Efforts to create a hydrogen-powered aircraft have been mixed. While it is indeed possible – Russian manufacturer Tupolev created the first hydrogen-powered aircraft in 1989 using liquid hydrogen as a fuel source – it does not currently generate enough energy to replace conventional aviation fuel in the large airliners operating at commercial airports.

“A single long-haul flight can easily equal half of a typical car’s greenhouse gasses for an entire year.”

Smaller aircraft, however, have seen much more success. In 2016 the four-seater HY4, an aircraft developed by Germany’s DLR Institute of Engineering and Thermodynamics, became the first passenger aircraft to complete a flight powered by a hydrogen fuel cell, at Stuggart Airport. “Small passenger aircraft, such as the HY4, could soon be used in regional transport, as electric air taxis offer a flexible and rapid alternative to existing means of transport,” commented DLR director André Thess.

In October 2018, Singaporean company HES Energy Systems announced plans for the world’s first regional hydrogen-powered passenger aircraft, named Element One.

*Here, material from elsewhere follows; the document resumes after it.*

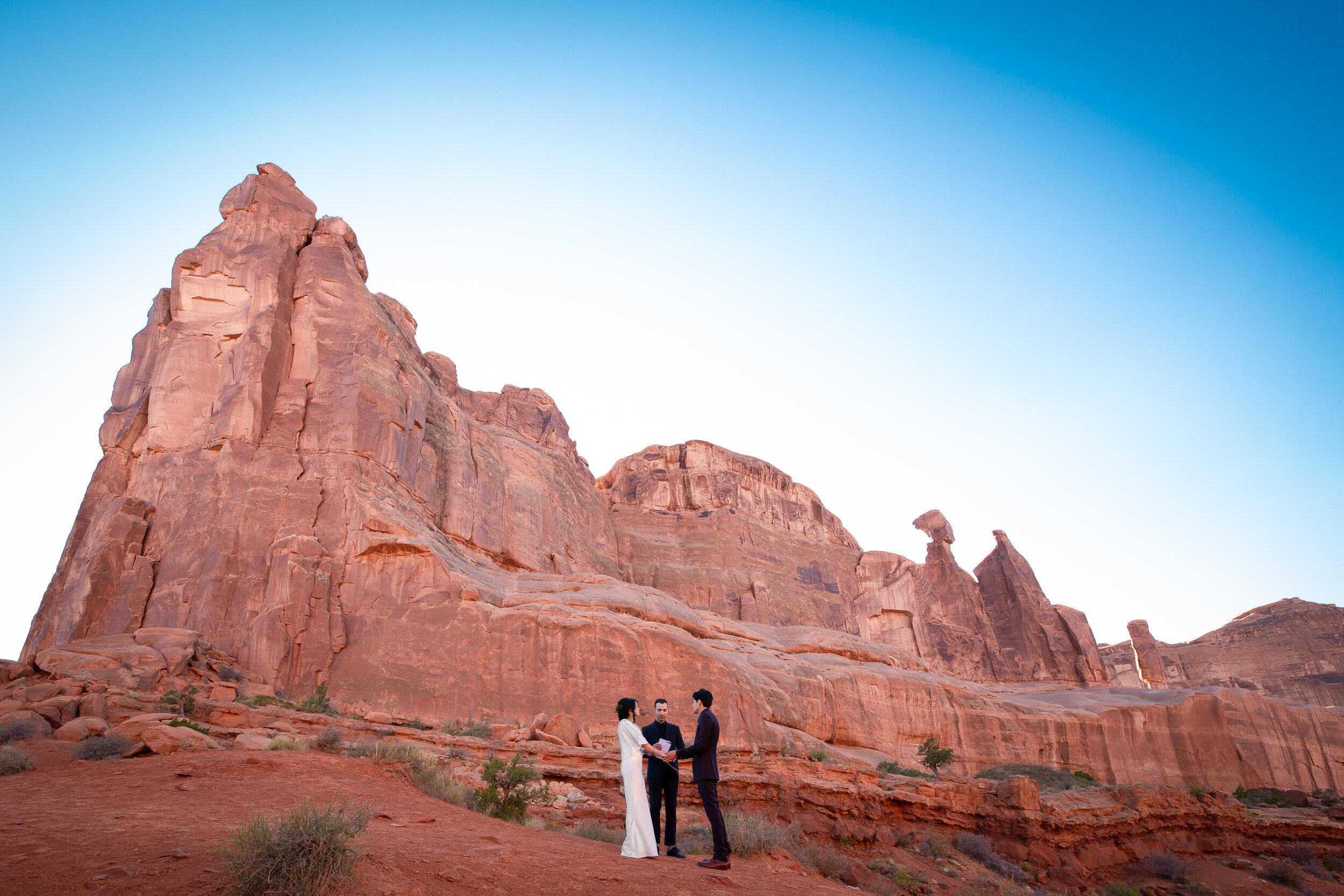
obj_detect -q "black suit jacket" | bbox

The first prototype is expected by 2025, with Element One capable of carrying four passengers between 500 and 5,000km, depending on whether hydrogen is stored as a liquid or gas.

A different hydrogen-focused approach to combatting aircraft emissions has been undertaken by EasyJet, who in 2016 announced plans to trial a hydrogen hybrid plane utilising fuel cells. While the hydrogen power wouldn’t be used in-flight, the system would harness the energy produced by the aircraft’s brakes to power the plane during taxiing. And as a budget airliner, EasyJet have come up with a novel use for the by-product of using hydrogen power – passengers could be served the water produced by the fuel cell in their in-flight drinks.